You may remember that Comedy Central pulled a March rerun of a "South Park" episode that mocked Scientologists. Well, this time thy have decided to censor a two-part episode of South Park called "Cartoon Wars" which featured a depiction of Mohammed.
This is how they offically explained their decision:
Comedy Central's belief in the First Amendment has not wavered, despite our decision not to air an image of Muhammad. Our decision was made not to mute the voices of Trey and Matt or because we value one religion over any other. This decision was based solely on concern for public safety in light of recent world events.
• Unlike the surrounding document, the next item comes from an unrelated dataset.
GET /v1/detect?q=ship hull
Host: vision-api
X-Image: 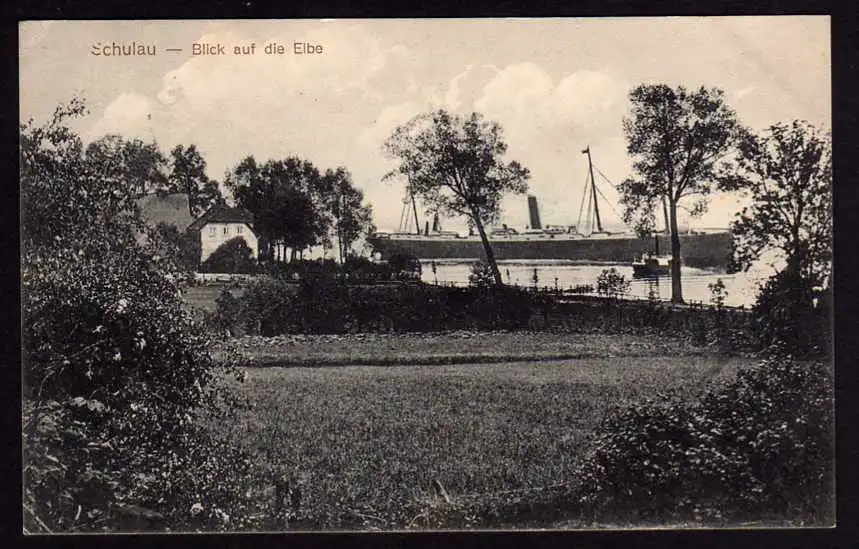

[368,232,732,269]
With the power of freedom of speech and expression also comes the obligation to use that power in a responsible way. Much as we wish it weren't the case, times have changed and, as witnessed by the intense and deadly reaction to the publication of the Danish cartoons, decisions cannot be made in a vacuum without considering what impact they may have on innocent individuals around the globe.
So clearly, Comedy Central is using the "responsibility" card. Well, given what we know of how the whole mess with the Danish Cartoons started, I don't think anyone would have been noticed if they had not made a big deal of it. No one in the Islamic world at least. Those who watch "South Central" are unlikely to be those who get offended by a depiction of Mohammed.
Secondly, the Muslim community in the US is not very large compared to that of Europe (which means that it would probably be futile for the Islamist radicals to try to gain American muslims by stirring public outrage and disorder. It didn't even work in Europe).
Besides it is not like the image of the US can get any worse than it is in the Muslim world.
Finally, the chances are that the reasons why Comedy Central, Border's Books, or the world's media organizations censor a satirical cartoon have more to do with business interests than 'public safety', (mking money is theur business after all, and there is nothing wrong with that) and so I agree with Matt Stone and Trey Parker (the creators of South Park) and with TigerHawk that using freedom of speech to defend their decision is hypocritical and dishonest.